Post

Building a Register VM Interpreter - Part 7: Expression Descriptor and Register

This guide is about building a register-based VM interpreter from scratch. We need a mechanism to delay emitting bytecode until we know exactly where the data lives. We need a way to describe an expression's state while it is still in transit.

Building a Register VM Interpreter - Part 7: Expression Descriptor and Register

In the previous part, we have successfully build a Vaughan Pratt’s parsing algorithm.

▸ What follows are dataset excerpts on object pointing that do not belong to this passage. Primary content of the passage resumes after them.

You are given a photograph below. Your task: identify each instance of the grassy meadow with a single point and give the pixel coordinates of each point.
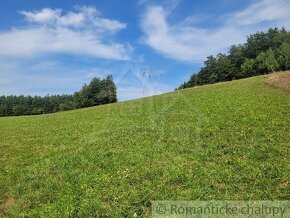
(227, 141)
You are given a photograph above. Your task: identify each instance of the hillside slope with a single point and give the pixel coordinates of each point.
(224, 141)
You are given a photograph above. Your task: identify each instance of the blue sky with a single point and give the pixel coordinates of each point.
(54, 47)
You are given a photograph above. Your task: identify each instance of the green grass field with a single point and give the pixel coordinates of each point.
(227, 141)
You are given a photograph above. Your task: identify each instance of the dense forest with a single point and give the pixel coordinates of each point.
(261, 54)
(97, 92)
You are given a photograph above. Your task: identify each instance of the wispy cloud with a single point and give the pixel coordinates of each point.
(185, 41)
(80, 32)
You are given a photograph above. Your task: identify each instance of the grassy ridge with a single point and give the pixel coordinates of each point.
(224, 141)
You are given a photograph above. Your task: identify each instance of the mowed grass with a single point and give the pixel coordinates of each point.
(228, 141)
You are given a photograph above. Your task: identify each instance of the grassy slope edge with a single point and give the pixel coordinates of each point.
(223, 141)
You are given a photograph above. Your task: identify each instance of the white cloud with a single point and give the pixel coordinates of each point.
(185, 41)
(83, 32)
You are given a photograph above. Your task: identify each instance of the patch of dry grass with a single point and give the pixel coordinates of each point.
(280, 80)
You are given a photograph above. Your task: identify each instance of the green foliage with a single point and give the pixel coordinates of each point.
(247, 68)
(227, 142)
(261, 54)
(99, 91)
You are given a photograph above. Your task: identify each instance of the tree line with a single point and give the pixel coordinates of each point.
(97, 92)
(263, 53)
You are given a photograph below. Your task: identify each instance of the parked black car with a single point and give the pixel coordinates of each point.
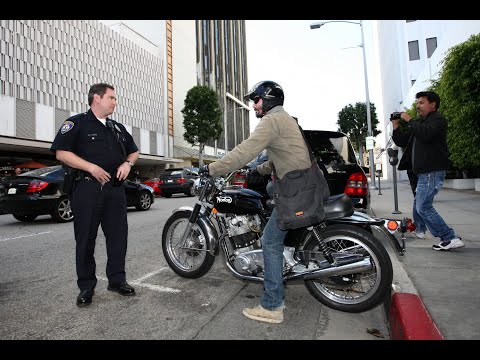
(39, 192)
(177, 180)
(337, 160)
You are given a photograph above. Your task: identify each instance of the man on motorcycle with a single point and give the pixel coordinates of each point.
(279, 133)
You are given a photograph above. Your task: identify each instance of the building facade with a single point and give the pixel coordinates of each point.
(211, 53)
(48, 66)
(410, 55)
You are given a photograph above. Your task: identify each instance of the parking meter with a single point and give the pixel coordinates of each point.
(393, 160)
(392, 156)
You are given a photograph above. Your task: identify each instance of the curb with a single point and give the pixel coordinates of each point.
(410, 320)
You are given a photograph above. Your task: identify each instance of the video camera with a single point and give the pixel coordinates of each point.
(395, 116)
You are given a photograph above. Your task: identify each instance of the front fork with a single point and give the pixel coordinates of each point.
(321, 244)
(191, 220)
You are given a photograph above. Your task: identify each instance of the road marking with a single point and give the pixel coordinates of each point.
(23, 236)
(139, 282)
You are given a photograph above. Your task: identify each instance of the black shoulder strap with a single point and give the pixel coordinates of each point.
(111, 126)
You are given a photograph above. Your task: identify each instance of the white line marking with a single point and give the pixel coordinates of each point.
(150, 274)
(149, 286)
(23, 236)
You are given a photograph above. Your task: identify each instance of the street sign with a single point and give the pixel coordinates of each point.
(370, 142)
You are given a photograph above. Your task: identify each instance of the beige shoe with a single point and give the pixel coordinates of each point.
(261, 314)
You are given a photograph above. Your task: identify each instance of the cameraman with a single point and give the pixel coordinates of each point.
(429, 154)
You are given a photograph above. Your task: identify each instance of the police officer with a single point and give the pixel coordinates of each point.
(104, 152)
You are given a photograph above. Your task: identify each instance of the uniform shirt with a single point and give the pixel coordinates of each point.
(88, 138)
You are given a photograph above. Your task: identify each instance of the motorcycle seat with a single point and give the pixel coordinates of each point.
(338, 206)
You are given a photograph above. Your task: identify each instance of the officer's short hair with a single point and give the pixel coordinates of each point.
(99, 89)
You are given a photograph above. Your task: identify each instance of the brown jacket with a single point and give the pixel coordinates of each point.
(277, 132)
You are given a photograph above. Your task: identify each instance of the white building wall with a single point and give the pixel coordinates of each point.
(45, 122)
(397, 70)
(161, 145)
(7, 117)
(184, 72)
(145, 142)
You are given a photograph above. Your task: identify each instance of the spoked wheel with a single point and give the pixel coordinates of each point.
(190, 258)
(356, 292)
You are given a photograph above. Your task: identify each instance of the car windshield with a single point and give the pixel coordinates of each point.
(42, 172)
(174, 172)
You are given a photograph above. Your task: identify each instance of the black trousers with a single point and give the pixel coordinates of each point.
(94, 205)
(413, 179)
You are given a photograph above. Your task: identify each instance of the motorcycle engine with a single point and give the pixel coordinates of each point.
(244, 232)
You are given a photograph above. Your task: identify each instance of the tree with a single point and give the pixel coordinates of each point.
(201, 117)
(459, 89)
(352, 120)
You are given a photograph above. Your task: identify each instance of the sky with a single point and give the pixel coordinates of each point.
(321, 70)
(318, 75)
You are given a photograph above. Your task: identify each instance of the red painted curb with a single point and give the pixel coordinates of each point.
(410, 320)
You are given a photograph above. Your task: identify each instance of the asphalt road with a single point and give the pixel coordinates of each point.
(38, 292)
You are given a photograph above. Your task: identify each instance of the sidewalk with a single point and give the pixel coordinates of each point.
(448, 282)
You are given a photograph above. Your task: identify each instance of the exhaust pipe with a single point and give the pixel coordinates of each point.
(356, 267)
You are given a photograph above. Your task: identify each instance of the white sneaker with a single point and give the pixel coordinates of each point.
(261, 314)
(450, 244)
(419, 234)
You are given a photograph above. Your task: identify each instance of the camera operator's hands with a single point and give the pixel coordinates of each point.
(203, 170)
(405, 116)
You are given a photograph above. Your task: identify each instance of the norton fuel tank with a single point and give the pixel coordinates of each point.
(238, 201)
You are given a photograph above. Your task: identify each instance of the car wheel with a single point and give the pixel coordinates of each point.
(20, 217)
(144, 201)
(62, 212)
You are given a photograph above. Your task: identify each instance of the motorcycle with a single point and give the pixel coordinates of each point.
(340, 261)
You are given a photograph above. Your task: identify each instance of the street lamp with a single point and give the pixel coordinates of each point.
(369, 120)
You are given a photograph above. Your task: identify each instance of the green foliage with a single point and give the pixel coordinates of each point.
(352, 120)
(202, 116)
(459, 90)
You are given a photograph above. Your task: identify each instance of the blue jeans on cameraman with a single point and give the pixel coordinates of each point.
(424, 214)
(272, 247)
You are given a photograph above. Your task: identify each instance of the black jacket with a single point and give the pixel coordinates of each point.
(428, 144)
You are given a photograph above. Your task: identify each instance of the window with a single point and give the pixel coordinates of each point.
(431, 46)
(413, 52)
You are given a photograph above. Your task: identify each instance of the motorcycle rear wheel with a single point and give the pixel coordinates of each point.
(192, 259)
(358, 292)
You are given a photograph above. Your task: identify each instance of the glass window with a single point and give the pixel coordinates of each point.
(413, 51)
(431, 46)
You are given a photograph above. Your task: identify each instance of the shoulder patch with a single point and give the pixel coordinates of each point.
(67, 126)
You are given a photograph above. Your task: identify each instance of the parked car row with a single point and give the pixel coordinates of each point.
(40, 192)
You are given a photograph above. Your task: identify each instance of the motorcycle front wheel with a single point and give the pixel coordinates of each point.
(189, 259)
(357, 292)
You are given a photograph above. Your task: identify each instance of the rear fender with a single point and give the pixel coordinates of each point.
(369, 223)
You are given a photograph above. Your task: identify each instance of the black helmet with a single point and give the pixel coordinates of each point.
(269, 91)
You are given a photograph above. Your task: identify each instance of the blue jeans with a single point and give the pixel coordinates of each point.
(272, 245)
(424, 215)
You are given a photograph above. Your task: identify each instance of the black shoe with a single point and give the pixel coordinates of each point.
(85, 297)
(122, 288)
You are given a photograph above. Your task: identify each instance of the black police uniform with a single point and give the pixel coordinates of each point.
(92, 203)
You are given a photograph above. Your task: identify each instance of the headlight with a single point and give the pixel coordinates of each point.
(198, 185)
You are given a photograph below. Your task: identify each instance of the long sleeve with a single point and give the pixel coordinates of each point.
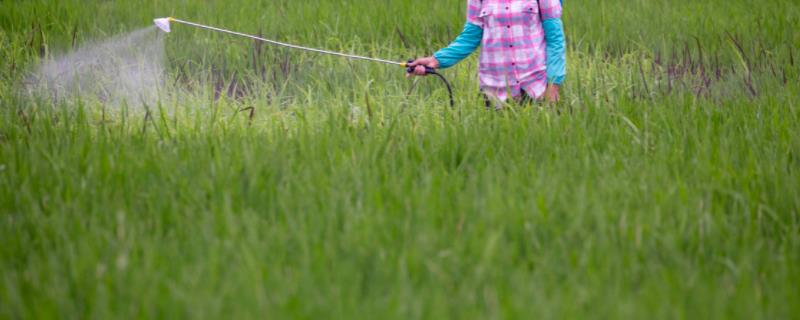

We now have a single-pass parser, transforming a linear stream of tokens into structured, context-aware operations, without the use of AST. But where does the data actually go?

If we were building a traditional stack-based virtual machine (like the JVM or Python’s standard CPython interpreter), the answer would be simple. A stack machine operates on implicit locations, specifically, the top of the stack.

To compiler a a + b in a stack-based VM, the compiler simply emits instructions to push a to the stack, push b to the stack, and then call an add operation. The stack abstracts all of that away.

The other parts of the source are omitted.